The maths also leads to inescapable questions. What has the government done to assess the success and failure of each scheme? What has worked? What hasn't, and why not? Thereafter, what requires deliberation is what has been done to take into account the lessons, as the schemes have evolved and funds further allocated. In other words, we must ask for economic intelligence leading to better programme design and implementation.
The fact is we have lost the ability to review and critique. We have definitely lost it in government. Even the enlightened advisers of the Planning Commission are clueless about the nature of the institutional failures. We have also lost it outside government. Simply because government has lost respect for the creators of this knowledge. When government asks for research to be conducted, it knows the answers it must get. When it gets uncomfortable replies, it does not know how to assimilate and digest it. The sad truth is that researchers and analysts find it easier and more profitable to 'consult' in the urban-industrial segment because the client is more purposeful about the value of their advice.

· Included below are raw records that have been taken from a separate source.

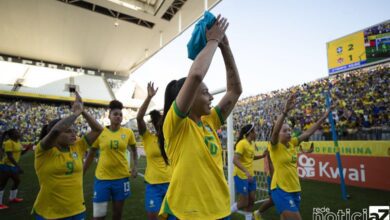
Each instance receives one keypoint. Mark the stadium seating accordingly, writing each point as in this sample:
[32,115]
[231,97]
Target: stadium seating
[362,113]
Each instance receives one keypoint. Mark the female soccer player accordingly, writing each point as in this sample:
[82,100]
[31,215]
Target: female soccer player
[112,172]
[9,164]
[59,166]
[244,155]
[198,188]
[283,150]
[158,173]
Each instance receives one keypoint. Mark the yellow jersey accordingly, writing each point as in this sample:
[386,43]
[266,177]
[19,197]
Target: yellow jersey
[60,176]
[198,187]
[112,146]
[15,148]
[284,160]
[156,170]
[247,151]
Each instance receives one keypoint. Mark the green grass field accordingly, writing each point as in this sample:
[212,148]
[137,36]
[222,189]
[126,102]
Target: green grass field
[314,194]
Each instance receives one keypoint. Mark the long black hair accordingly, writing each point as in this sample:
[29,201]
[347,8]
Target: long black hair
[115,104]
[171,92]
[46,128]
[155,116]
[243,132]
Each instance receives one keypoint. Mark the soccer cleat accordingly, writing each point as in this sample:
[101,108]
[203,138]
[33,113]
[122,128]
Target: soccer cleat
[16,200]
[256,215]
[2,206]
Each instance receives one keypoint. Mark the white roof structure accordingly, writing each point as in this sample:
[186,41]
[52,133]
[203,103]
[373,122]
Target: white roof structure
[112,35]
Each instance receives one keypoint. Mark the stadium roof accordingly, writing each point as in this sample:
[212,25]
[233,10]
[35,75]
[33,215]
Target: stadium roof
[111,35]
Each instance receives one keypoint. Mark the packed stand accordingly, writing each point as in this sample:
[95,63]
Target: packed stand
[29,117]
[362,111]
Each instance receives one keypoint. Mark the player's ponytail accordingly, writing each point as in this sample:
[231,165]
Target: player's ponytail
[2,138]
[244,132]
[171,92]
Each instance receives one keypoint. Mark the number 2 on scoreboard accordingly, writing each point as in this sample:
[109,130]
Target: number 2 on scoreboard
[350,47]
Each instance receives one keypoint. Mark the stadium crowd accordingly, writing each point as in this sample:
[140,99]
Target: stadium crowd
[28,117]
[363,109]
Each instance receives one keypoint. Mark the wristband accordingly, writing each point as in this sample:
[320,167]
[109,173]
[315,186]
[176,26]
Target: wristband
[213,39]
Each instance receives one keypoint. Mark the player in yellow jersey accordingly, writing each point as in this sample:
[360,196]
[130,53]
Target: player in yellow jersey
[158,173]
[9,164]
[198,187]
[285,186]
[244,180]
[59,166]
[112,171]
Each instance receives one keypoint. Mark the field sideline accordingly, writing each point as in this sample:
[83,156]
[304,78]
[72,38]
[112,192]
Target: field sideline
[315,194]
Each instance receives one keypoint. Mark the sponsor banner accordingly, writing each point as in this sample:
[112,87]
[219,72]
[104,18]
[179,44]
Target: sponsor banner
[361,171]
[347,148]
[61,66]
[50,97]
[365,163]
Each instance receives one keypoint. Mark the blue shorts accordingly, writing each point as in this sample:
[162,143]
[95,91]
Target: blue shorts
[154,195]
[170,215]
[243,186]
[8,169]
[269,185]
[118,189]
[285,201]
[80,216]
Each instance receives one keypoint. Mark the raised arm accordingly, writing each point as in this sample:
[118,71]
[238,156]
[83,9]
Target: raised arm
[141,111]
[134,154]
[233,82]
[236,161]
[200,66]
[49,140]
[96,128]
[305,135]
[279,122]
[89,159]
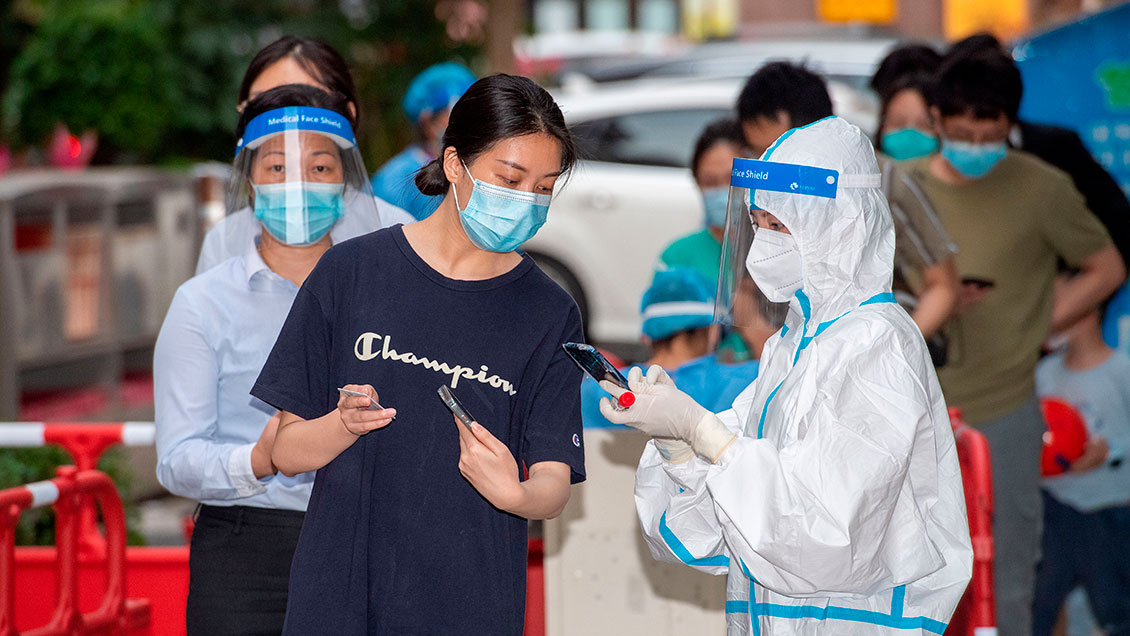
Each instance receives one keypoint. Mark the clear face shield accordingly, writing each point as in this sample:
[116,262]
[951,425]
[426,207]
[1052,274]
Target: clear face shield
[297,176]
[761,268]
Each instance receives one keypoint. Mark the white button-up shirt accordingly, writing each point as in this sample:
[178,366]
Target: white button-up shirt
[217,334]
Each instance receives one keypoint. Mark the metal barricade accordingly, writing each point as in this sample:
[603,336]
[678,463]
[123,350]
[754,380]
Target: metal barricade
[69,493]
[975,615]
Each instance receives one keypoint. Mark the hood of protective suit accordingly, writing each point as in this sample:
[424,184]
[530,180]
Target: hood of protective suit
[848,243]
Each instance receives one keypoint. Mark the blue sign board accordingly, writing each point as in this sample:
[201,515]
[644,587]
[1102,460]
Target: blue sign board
[1078,77]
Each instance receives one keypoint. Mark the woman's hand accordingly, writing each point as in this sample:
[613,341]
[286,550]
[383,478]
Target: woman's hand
[356,415]
[489,467]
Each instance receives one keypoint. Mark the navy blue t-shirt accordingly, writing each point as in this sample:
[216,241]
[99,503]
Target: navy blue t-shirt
[396,541]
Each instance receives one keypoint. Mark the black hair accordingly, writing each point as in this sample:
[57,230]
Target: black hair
[984,84]
[320,60]
[784,86]
[496,107]
[921,83]
[724,130]
[697,333]
[300,95]
[975,44]
[903,61]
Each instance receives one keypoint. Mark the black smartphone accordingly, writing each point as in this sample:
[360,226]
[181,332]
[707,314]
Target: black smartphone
[593,363]
[454,406]
[982,282]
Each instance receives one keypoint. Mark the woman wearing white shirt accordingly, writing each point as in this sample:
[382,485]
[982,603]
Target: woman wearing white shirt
[296,172]
[295,60]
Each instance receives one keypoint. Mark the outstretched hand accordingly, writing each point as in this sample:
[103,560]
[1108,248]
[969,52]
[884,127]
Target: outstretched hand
[355,414]
[488,465]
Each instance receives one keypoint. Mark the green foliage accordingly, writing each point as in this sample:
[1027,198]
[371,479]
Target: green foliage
[157,79]
[24,465]
[97,66]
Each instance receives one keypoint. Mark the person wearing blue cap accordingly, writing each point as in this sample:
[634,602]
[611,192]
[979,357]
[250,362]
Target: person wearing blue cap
[427,103]
[678,312]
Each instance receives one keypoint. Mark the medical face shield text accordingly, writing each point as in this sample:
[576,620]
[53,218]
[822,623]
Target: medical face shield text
[500,219]
[300,172]
[739,302]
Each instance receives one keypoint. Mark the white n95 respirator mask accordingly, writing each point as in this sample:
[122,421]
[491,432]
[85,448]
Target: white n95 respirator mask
[774,263]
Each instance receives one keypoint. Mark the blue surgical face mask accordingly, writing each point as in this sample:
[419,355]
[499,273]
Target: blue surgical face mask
[907,144]
[973,160]
[298,212]
[500,219]
[714,202]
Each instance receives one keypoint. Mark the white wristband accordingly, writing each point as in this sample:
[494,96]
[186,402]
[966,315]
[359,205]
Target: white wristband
[711,437]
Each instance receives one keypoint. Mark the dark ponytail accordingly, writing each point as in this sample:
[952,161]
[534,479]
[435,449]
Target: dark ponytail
[496,107]
[320,61]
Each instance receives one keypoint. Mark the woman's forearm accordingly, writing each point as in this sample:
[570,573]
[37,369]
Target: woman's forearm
[545,493]
[937,298]
[309,444]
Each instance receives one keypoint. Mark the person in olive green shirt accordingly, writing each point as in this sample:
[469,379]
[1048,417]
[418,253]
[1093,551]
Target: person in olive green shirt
[1013,217]
[711,164]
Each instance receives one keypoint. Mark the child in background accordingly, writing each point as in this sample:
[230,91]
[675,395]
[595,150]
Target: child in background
[678,312]
[1087,508]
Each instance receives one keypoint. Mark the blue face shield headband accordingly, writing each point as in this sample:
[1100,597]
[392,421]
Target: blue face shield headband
[296,211]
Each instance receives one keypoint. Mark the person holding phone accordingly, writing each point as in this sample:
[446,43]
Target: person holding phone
[419,525]
[214,443]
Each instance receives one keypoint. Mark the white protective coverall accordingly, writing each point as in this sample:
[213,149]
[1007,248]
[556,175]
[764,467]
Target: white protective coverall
[839,508]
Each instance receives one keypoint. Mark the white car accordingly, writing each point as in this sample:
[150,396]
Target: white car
[632,193]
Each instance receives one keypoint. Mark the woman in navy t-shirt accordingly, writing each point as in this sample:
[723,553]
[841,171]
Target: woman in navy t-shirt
[418,525]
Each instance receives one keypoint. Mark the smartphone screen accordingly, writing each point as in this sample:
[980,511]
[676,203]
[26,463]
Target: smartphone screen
[454,406]
[982,282]
[593,363]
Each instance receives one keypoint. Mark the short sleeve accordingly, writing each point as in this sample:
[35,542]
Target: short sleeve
[296,373]
[1072,231]
[553,430]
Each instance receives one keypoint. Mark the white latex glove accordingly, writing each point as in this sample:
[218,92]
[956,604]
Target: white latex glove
[665,412]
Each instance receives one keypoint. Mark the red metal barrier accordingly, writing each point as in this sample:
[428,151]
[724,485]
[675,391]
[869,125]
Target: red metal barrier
[69,493]
[975,615]
[159,574]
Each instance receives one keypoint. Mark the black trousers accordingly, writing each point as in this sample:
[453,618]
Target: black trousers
[238,571]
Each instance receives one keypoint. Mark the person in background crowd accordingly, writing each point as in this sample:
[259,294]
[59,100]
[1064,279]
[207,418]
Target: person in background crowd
[996,201]
[427,104]
[902,61]
[215,442]
[782,95]
[678,311]
[294,59]
[1087,510]
[420,525]
[1062,148]
[711,164]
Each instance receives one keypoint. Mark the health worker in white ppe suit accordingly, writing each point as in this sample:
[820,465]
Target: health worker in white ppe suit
[829,494]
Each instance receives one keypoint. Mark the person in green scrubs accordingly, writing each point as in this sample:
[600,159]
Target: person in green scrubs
[711,164]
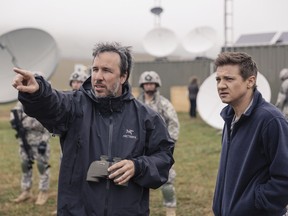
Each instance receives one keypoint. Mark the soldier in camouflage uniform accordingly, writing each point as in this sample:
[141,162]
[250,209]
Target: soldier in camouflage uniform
[150,81]
[76,79]
[38,139]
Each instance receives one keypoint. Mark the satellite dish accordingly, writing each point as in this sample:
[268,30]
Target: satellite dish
[209,104]
[200,39]
[160,42]
[29,48]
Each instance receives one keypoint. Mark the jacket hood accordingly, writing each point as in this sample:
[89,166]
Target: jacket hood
[228,112]
[109,104]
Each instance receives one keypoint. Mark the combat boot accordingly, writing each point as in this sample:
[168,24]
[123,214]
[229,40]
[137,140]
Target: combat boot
[170,211]
[25,195]
[42,198]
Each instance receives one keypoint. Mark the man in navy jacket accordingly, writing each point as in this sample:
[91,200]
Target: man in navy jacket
[102,118]
[252,178]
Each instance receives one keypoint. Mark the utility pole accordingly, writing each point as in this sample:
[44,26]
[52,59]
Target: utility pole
[228,25]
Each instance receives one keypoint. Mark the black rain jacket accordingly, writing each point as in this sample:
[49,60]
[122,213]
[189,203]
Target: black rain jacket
[119,127]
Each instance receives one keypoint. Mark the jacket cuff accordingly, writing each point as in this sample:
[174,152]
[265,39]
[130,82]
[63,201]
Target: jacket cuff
[137,167]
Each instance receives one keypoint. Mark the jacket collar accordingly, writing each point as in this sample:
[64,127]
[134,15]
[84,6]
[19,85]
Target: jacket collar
[108,105]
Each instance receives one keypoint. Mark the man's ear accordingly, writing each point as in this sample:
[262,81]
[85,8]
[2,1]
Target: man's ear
[123,78]
[251,82]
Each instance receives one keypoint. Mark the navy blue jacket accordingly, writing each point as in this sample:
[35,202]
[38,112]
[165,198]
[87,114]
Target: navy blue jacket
[253,173]
[116,127]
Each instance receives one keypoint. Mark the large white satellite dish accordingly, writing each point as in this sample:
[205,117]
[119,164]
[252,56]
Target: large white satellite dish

As a result, we really don't have any inputs from the laboratory of development to seek the ways ahead. But, ways ahead is what we must seek. We know that implementation is government's biggest nightmare. Its failure makes governance a virtual write-off. We also know that over the past 20 years or so, we have launched scheme after scheme, some good, some bad and many indifferent. We know we have also innovated with the delivery mechanisms of many of the schemes. It is not as if we do not have the experience. What we really lack desperately is any kind of intelligence from that experience.
Sure, there are no real new answers. What we are seeking is answers others have already found. But what we need is the conviction to stand behind the idea, implement it seriously, learn from its evolution and so reform and restructure. The problem, when you think over the 55 years of development in India, is that we have never really worked hard enough on the idea of the solution we seek.
Just think. In my 20-odd years of watching and cajoling development thinking, the most exciting period was in the late 1980s and early 1990s. We were in some ways at the threshold of new discoveries -- rural regeneration, drought and poverty removal topped the national agenda; we had understood by then that government programmes working through bureaucracies were incapable of delivery. It was clear people had to be directly involved in managing their resources, their affairs.
This was the time when the country launched massive programmes for social forestry, wasteland development. It was the time when there was talk (much like there is now) of an employment guarantee programme, which would use the labour of people to build rural assets so that drought-proofing would be proof against drought. This was also when the government enacted the panchayati raj constitutional amendment. And when government understood that for effective governance at the village level, and for delivery of services, the representative body of panchayat s was inadequate. The concept of the gram sabha, the village assembly, became part of policy delivery. It was introduced, but left to states to enact.
Today, these very questions still stare us in the face. Because we have not documented our successes and never worked through our failures, we have no clue on how to move ahead. It is this, the budget must be an audit of. Otherwise, there will only be fringe discussions on more non-fringe issues. The real, undeveloped, fringe will remain where it is: impaled upon schemes, beyond development's pale.